Convert to CSV webapp

Part of my hobby of digging into data shared by research articles is converting the data in a useable format. The most common data formats I see are text files like CSV and Excel files. I normally use my own tool, JMP, which can import many formats already, including those two.

However, sometimes I come across files using native binary formats of different stat packages: R (RDATA/RDS), Stata (DTA), or SPSS (SAV). For the R files, I can create an R session to convert them to CSV, but it’s infrequent enough that it usually means installing lots of R updates and searching for my old scripts.

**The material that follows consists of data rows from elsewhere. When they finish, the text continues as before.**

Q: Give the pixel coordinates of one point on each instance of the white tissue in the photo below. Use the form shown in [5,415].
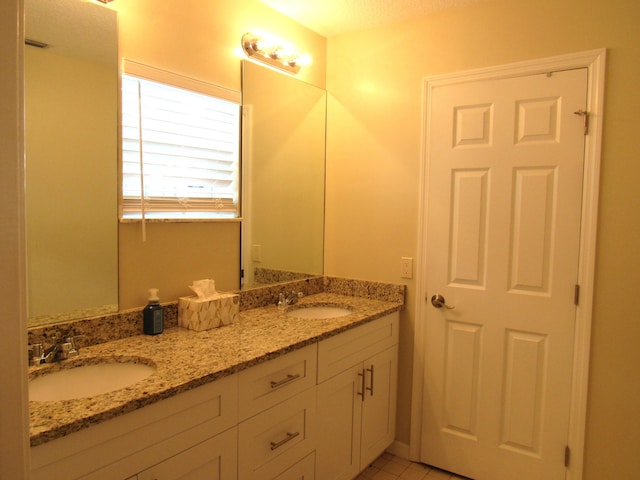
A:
[204,289]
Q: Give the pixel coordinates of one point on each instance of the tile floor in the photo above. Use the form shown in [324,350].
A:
[390,467]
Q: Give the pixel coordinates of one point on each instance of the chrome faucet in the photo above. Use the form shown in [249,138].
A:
[285,300]
[58,351]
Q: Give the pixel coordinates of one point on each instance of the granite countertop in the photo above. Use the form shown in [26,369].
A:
[185,359]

I happened to see a TypeScript library for reading R files (rds-js) and decided to incorporate it into a webapp (with Claude Code doing most of the work). It’s called “Comma,Comma” (pronounced “comma comma comma”) and now handles several more formats. I created it for my own use, but I published it via GitHub at https://xangregg.github.io/commacomma/ in case it’s useful to anyone else.

RDS, RData

The rds-js library is in TypeScript, which is basically an annotated version of JavaScript. I don’t have any direct experience with it, but the language seems simple enough that browsers might support it directly, but they don’t. So instead, a build step is needed. I’m pretty sure GitHub has build actions which would allow me to use the TypeScript directly, but I haven’t learned them. For this app, Claude converted the library to a single JavaScript library that I could include in the webapp from GitHub with no further build steps. (I will occasionally need to manually rebuild that copy of the code.)

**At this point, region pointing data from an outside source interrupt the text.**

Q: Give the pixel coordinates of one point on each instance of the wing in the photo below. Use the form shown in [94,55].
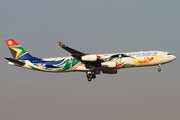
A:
[73,52]
[77,54]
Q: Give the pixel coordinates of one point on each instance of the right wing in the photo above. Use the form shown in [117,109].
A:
[73,52]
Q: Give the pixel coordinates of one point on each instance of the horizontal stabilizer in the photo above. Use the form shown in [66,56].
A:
[16,62]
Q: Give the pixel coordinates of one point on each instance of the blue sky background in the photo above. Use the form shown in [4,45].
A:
[92,26]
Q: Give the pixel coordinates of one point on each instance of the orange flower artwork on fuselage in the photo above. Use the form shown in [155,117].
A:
[146,59]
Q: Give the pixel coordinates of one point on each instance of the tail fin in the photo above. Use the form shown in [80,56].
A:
[17,51]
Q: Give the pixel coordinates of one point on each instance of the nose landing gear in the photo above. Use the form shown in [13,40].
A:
[90,76]
[159,69]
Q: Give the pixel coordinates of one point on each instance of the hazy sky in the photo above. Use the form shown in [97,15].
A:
[92,26]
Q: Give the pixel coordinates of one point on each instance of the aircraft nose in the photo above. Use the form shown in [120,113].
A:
[173,57]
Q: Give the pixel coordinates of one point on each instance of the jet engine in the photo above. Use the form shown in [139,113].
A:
[89,58]
[110,72]
[109,64]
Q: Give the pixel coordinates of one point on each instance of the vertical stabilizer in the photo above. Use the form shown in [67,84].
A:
[17,51]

The interface of the app is just Open, Preview, Download. Here’s an RDS file from a recent study in the preview state.

CSV, TSV, SSV, WSV

The app can also import text data files with fields separated by comma, tab, semicolon or runs of whitespace characters. Even for those, the app can help skipping comment lines or just at normalizing the CSV files. Also, sometimes a CSV file uses semicolons instead of commas as the separator, especially coming from European sources where comma is common in decimal numbers. Here’s such a file Gutenberg-sample2b_metadata.csv from a recent research paper. Initially, the app trusts the file extension.

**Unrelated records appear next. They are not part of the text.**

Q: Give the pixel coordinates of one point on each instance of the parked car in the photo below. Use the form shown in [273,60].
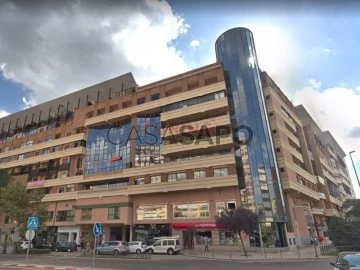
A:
[69,247]
[137,247]
[113,247]
[347,261]
[25,245]
[43,246]
[166,245]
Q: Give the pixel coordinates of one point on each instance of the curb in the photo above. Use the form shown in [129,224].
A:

But clicking the SSV segment triggers a re-parse as semicolon-separated to get the correct fields for download as a “real” CSV file.

Fixed width text fields

Some text files rely on fixed field widths instead of delimiters. Getting the right widths could make for an elaborate UI, but I went for the simplest thing possible: an editable text box of field widths. Fortunately, the app makes a decent initial guess. This import required one width correction and the comment line adjustment.

DTA

Stata files were the trickiest. The specification is public, but there are several versions of it. I was initially able to get Claude to write a parser for the most recent (cleanest) spec, but then discovered that many published data files use older versions. Those older specs allow for tricks to simulate things like long text fields. With some effort, the app now does a decent job with old and recent DTA files, but the quality is at the “entertainment only” level.

SAV

SPSS files also required a custom parser, but the task was more straightforward thanks to the documentation for an existing open source version of SPSS, GNU/PSPP.

Parquet

I don’t come across Parquet files often, but there is an existing JavaScript library, hyparquet, which Claude was able to encapsulate into the app.

JSON

JSON is a wide-open format and not usually tabular. This is the least refined import option, but I did try to make it support obviously tabular JSON files and explicitly tabular variants like NDJSON (Newline Delimited JSON).

Metadata

A separate angle I wanted to explore with this app is the pairing of CSV files with metadata, which seems to be the biggest weakness of CSV compared to proprietary formats. By metadata, I mean things like column data types and other properties that might go in a codebook. Guessing data types usually works but not always. US ZIP code is the famous example of something that looks numeric but isn’t (the leading zeroes need to be kept).

There’s a standard called CWVS (CSV on the Web), and I’ve added a Download Metadata button to the app which creates a CSVW file. For the proprietary formats, the metadata at least includes column data types. Sometimes there is a description for each column. SPSS files sometimes have value labels which the app provides a few ways of exporting (in the data and/or in the metadata).

Here is the Combine option for a SAV file where the data values, such as “Y” and “N”, are combined in each cell with their value labels, such as “Yes” and “No”. Ideally statistical tools would read those labels from the metadata, but until that’s common, this provides a way to access it.